To be honest, I really wasn’t very into the whole thing. I soon discovered the greatest part about high school is often the same high point of any low end job; it’s not the situation itself, it’s the people you meet along the journey that make it worthwhile. I met some cool people in high school. The real edumucation for me lay not inside classrooms, but with time spent meeting new and interesting people.
One of my favourite games to play with such friends on certain weekends was the time travel game. The premise is simple. If you had the ability to travel at any point on this Earth’s history, where and when would your first destination be? Aside from the standard, go back in time to world war 2 and punching Hitler in the face, there are always some interesting answers.
Miles Davis (on piano), September, 1947. Courtesy Wikipedia.
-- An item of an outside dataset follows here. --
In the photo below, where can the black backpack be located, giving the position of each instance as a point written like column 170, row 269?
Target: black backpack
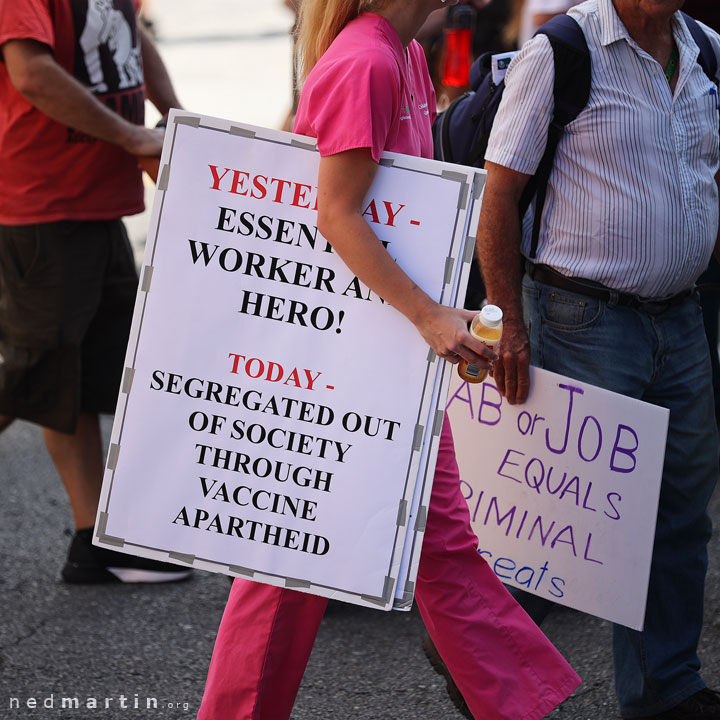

I think my favourite reply was to go back in time to Paris around the late 40s, early 1950s. That time and space was a huge draw for me because it represented an exciting time in terms of youth culture rebelling against the norm. After two world wars Paris certainly had it’s hardships and challenges, but there was certainly alot of incredible art and culture thriving in it’s underbelly of bars and cafes; perhaps a direct result of the resilience of the human spirit. Let’s face it; after two wars, it really was time to party.
Paris is a city steeped in history that encompasses the worst of things (occupation by the Nazis), with some of the best we have to offer as a species including music, art and literature. There was a cross pollination of stuff going on, with American writers like Hemingway hanging with like minded French and Brits; although that was a bit earlier in the 20s. That was a good time in Paris, too. Through those thick plumes of cigarette smoke, there were painters, bohemians, dancers like Josephine Baker and run of the mill bon-vivants, all across a backdrop of some of the greatest jazz the world has ever seen. Miles Davis popped in for a tour after he dropped his seminal Birth of Cool.
Paris also happens to be the city where Genius holds a regular residency at Castor Club; a small, cozy cocktail joint, just off Boulevard Saint Germain in the city’s legendary 6th Arrondissemont. It’s a fitting venue for a depraved group of vinyl junkies with a penchant for sick re-edits. Genius is known for tweaking groovy old school classics and serving them up hot. If you find yourself in the city of lights, check them out. Just remember to bring your oven mitts. With tunes this hot, homie… you need to come prepared.